Actually, those are not sufficient to implement weak references, and have a much different use case! With WeakMap and WeakSet, the keys are weakly referenced, hence the names. If you have a WeakMap, you can't produce a value stored in the map without a strong reference to a key.
You can actually polyfill WeakMap and WeakSet. You can't do the same for weak references.
I misspoke -- you can polyfill WeakSet, but you cannot polyfill WeakMap, since you do not know when you can shrink the map. (But you still cannot use it to emulate weak references, since you need a strong reference to get data out of the map.)
You can use simulated threads with JavaPoly, which allows you to utilize the full Java threading model (including locks). If you enable the native jvm, you get true threads.
The reason you wouldn't want to use WebWorkers as a primitive for building threads is that the javascript memory model doesn't allow for shared memory, so you would take a huge performance hit while crossing the serialization boundary for virtually every memory access. You'd be better off just using the simulated threads at that point.
It's true that SharedArrayBuffer is coming, but there's no way to share objects from what I understand. Since Doppio maps JVM objects to JS objects, it cannot take advantage of shared array buffers to emulate shared memory threads.
Well, if we represented objects with a blob of bytes, we would have to implement our own garbage collector and manage our own heap, as object references would just be a pointer that points into an array somewhere.
For interop with JavaScript, there's a usability difference between a JavaScript object and a blob of bytes, although that could be overcome with an object "mirror" that proxies operations appropriately.
Our approach was to leverage the existing GC and language features that browsers already have.
Actually, Doppio is an artifact from my own research, so there is a very good reason "why" [0]! Basically, if you want to re-use your existing, well-tested code in the browser, it is quite difficult.
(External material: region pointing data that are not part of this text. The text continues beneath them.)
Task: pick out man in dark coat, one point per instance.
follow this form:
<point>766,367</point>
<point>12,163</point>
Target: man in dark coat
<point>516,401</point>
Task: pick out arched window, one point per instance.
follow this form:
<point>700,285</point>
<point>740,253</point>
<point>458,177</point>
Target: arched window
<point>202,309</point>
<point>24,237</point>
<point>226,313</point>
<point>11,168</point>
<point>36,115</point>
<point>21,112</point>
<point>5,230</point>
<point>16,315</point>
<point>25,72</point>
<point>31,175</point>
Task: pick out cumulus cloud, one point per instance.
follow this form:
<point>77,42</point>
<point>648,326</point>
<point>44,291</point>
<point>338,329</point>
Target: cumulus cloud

The browser environment is very different from the environment that most programs expect. Doppio bridges the gap between the environment that these programs expect and the environment that the browser presents, making it possible to bring a full JVM into the browser that can run complicated, unmodified programs.
From a technical because-we-can standpoint this is really cool, but I am having a hard time imagining actual use cases that warrant running a JVM in the browser. For modern web applications it is too slow (judging from your paper), so perhaps abandoned legacy applications?
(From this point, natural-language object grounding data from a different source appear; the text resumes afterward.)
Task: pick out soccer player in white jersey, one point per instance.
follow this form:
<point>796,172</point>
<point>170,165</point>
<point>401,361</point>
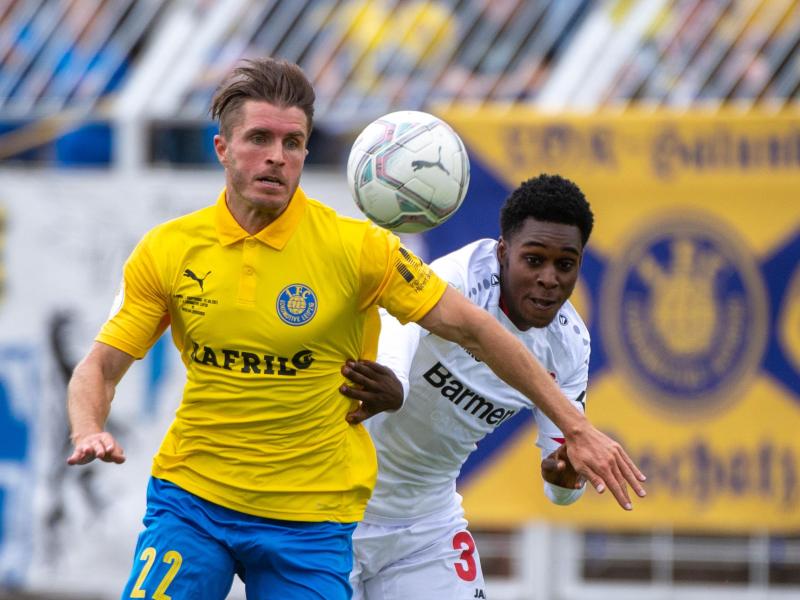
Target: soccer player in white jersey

Yes; the paper mentions CodeMoo.com, which the University of Illinois created independently of us to teach basic programming skills to kids [0]. The file system component is readily used by the Internet Archive for their MS-DOS collection [1]. A number of other instructors approached me regarding using Doppio for in-browser IDEs, but Doppio is somewhat cumbersome to integrate into webpages, and never had the time to dramatically improve its documentation and ease-of-use. I believe that is a more fundamental barrier to using Doppio than its performance, especially since you can run Doppio in a WebWorker to avoid some of the responsiveness issues.
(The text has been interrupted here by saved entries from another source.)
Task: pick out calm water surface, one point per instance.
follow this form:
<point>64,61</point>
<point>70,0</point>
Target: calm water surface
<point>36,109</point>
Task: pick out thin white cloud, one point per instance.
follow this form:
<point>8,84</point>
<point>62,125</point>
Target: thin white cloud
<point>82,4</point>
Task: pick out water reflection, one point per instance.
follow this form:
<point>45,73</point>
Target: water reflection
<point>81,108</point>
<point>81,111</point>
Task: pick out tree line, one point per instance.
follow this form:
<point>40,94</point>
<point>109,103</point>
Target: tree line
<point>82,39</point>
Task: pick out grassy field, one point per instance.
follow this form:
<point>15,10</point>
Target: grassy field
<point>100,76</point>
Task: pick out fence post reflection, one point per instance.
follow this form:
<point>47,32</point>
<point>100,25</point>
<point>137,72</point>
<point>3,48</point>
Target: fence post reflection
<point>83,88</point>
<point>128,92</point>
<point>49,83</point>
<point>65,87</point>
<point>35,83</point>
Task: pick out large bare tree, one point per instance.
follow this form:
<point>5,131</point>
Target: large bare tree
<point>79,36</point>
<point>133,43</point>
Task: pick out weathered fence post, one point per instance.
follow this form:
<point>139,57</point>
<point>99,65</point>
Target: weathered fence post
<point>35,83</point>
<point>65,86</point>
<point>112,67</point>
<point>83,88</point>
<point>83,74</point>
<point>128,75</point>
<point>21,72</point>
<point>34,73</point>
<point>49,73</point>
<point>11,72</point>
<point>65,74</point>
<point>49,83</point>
Also, note that Doppio is an interpreter, so there is significant interpreter overhead. Using a JIT compilation approach would improve performance, and a contributor is currently working on a basic implementation. I honestly believe that it could become significantly faster with additional work, but as a single person with other projects, I lack the resources to do this work myself.
I was expecting a routine in JavaScript for a fast implementation of 2d polygonal texture filling. I was disappointed as this was something about loading Java in a browser.
It would require a complete rewrite; I commented previously [0] describing how WebAssembly seems inappropriate for Doppio, and also discussed similar thoughts about SharedArrayBuffer [1]. Also, the main source of slowness is due to the fact that Doppio uses a JVM interpreter and does not JIT; it could be much faster than it currently is with additional engineering.